Midst: Poetry in Process
The heart of Midst is a poetry journal—to be launched in 2019 before the conference—that displays poems as interactive timelapses, so that readers can see exactly how they were written, from the blank page to the final draft, including the entire revision process. To accomplish this, we’ve built the Midst app, a word processor which privately and securely tracks the writing process, capturing everything that’s typed, deleted, copied/pasted, and more (including formatting and font changes). Finished poems will be displayed on the Midst website with “timelines.” Readers will see the finished poem by default, as in every literary journal, but will then be able to click and drag the timeline’s playhead to see every step of the writing process. Play/pause functions will also allow the poem to be “played” as a stop-motion video, with optional audio narration (like a “director’s cut” with commentary) from the poet explaining their thought process. The website will also offer additional features, such as short essays on process from each poet; timestamps showing the pace of editing (and making the labor of writing for the first time transparent to the reader); and, eventually, a community forum where anyone will be able to upload and share their poems and timelines.
Our goal is to account for the impact of digital technologies on the writing process, demonstrating the diverse strategies of contemporary poets in digital writing and editing. Over time, Midst will constitute a digital archive offering unprecedented detail into not just the products of writers who use computers (finished poems), but their wriitng process—the digital equivalent of a notebook filled with drafts. In addition to this digital humanities archive and its obvious function as a literary journal, Midst will serve as an educational resource, illuminating the writing process for scholars and students of literature and—crucially—dispelling harmful myths about writing poetry. We’ll show how writing and editing—particularly digitally—happen in parallel; how these processes are nonlinear; and how form and content emerge simultaneously and exert mutual influence over each other during the process of writing a poem. Midst “tears down the walls” between scholarship and art, between readers and writers, between poetry and the public. Our primary goal is simply to make poetry—what it is and how it’s made—more accessible to everyone.
Midst is a collaboration between poet Annelyse Gelman, currently an MFA fellow at the Michener Center for Writers at UT Austin, and programmer Jason Grier.
Annelyse Gelman (University of Texas at Austin)
Jason Grier
The Importance of Reflection: A Call for Slow Digital Humanities
Most of the discourse around slow digital humanities has been focused on the process of building projects, or on the methods of the practitioner. While this attention to deliberate choices and values is an important part of our work as scholars, it does not take into account the readers relationship to a project. Reflection is a key aspect of humanistic thought and learning, so why has it been ignored in digital humanities? In order to reflect, the readers needs time - as well as space - to slow down. Through examining different methods of designing ways for digital humanities projects to be slower, such as uses of time, physical space, and interaction, we will look at how we can encourage reflection from readers.

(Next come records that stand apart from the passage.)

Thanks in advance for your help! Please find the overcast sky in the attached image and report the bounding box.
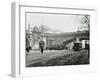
[26,13,86,32]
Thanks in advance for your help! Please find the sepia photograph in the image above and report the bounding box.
[25,12,90,67]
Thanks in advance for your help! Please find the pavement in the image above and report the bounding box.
[26,50,88,67]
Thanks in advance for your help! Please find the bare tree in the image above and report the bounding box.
[80,15,90,30]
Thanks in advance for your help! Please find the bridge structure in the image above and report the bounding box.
[44,31,90,47]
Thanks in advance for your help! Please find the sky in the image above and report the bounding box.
[26,13,87,32]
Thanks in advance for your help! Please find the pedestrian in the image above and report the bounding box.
[39,38,45,54]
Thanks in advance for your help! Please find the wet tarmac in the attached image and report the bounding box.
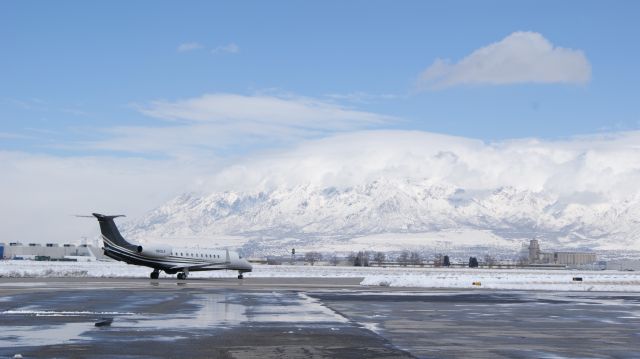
[0,278,640,359]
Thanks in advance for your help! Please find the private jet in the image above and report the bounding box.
[80,213,252,280]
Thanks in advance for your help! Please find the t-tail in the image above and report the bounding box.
[92,213,138,251]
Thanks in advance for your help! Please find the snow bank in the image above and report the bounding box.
[360,269,640,292]
[0,261,640,292]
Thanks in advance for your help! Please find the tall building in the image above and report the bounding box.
[529,239,597,266]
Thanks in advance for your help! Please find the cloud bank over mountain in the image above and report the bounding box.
[128,131,640,254]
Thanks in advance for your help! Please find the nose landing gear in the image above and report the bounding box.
[149,269,160,279]
[178,268,189,280]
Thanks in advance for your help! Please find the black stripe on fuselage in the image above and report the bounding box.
[102,236,230,271]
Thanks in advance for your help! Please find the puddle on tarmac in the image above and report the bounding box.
[0,293,347,347]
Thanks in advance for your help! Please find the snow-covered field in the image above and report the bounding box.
[0,261,640,292]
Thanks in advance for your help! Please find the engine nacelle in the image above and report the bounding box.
[137,246,171,257]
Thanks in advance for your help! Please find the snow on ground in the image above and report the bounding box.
[0,260,640,292]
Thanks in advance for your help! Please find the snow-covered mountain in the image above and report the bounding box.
[125,178,640,254]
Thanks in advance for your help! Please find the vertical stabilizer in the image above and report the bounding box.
[92,213,136,248]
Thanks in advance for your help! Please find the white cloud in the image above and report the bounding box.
[177,42,204,52]
[205,131,640,204]
[211,42,240,54]
[0,129,640,242]
[418,32,591,89]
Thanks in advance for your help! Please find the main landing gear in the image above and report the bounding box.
[178,271,189,280]
[149,269,160,279]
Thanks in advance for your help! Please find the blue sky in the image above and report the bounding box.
[0,1,640,242]
[0,1,640,158]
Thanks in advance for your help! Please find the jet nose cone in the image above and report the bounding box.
[242,259,253,272]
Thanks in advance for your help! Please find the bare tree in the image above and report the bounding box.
[347,252,358,266]
[354,251,369,267]
[409,252,422,266]
[304,252,322,265]
[373,252,387,267]
[398,251,409,267]
[433,254,444,268]
[484,254,496,268]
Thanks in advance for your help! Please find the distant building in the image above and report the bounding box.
[529,239,597,266]
[0,242,104,260]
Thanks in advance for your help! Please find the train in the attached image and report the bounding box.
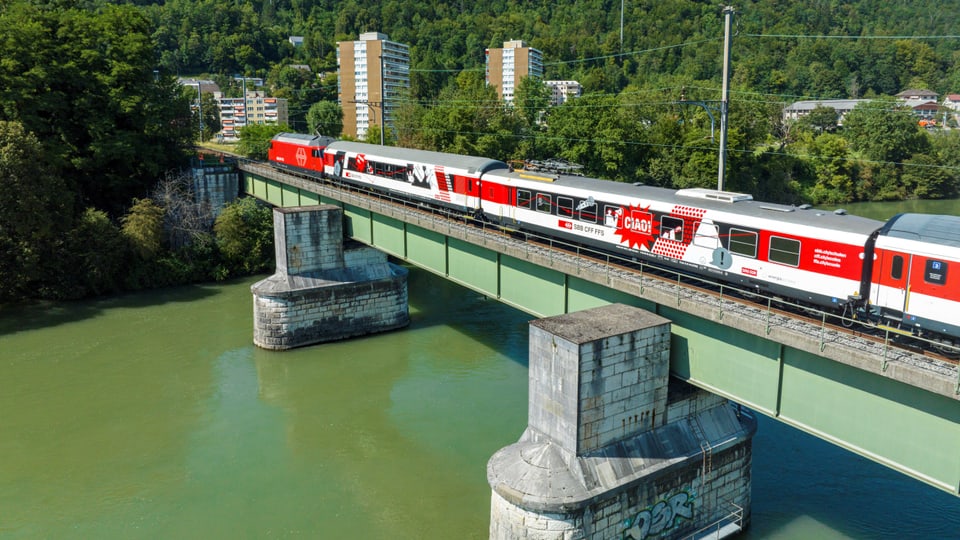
[268,133,960,349]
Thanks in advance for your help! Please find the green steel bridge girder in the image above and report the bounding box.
[242,167,960,495]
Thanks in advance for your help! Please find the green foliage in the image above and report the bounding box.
[843,100,930,163]
[307,101,343,137]
[237,124,291,161]
[0,121,71,302]
[47,208,130,300]
[797,105,839,133]
[0,2,192,215]
[121,199,164,260]
[213,197,274,277]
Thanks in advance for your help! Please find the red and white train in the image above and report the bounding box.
[269,133,960,344]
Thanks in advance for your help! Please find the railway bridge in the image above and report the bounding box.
[239,159,960,495]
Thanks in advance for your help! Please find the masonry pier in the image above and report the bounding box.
[487,304,756,540]
[250,204,410,350]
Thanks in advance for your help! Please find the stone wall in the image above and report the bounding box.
[487,304,756,540]
[193,160,240,219]
[251,205,410,350]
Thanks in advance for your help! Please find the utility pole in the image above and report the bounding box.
[717,6,733,191]
[380,53,387,146]
[197,79,203,143]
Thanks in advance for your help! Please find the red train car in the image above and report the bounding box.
[267,133,336,174]
[870,214,960,343]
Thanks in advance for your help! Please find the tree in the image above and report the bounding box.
[307,101,343,137]
[237,124,290,161]
[151,172,213,251]
[120,199,164,260]
[213,197,274,274]
[809,133,855,203]
[0,121,72,302]
[0,2,195,215]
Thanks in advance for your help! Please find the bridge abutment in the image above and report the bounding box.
[487,304,756,540]
[250,205,410,350]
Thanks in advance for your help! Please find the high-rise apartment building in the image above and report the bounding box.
[337,32,410,139]
[543,81,583,105]
[486,40,543,103]
[215,91,289,140]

A slower experience allows time to play a role in knowledge production. Readers will have a different relationship with a project they spent 6 hours with than one they only spend 5 minutes with. By slowing down the interaction we allow layers of thought to be built up and for meaning making to happen “at a human pace” (Fullerton, 2019). How we think about and build our projects affects how our readers interact with them. When we are thinking about how to convey ideas to a reader we must consider how we are using time to our advantage to convey our themes. We should know from the start how we are designing our projects to best make use of reflection and immerse our readers in our ideas.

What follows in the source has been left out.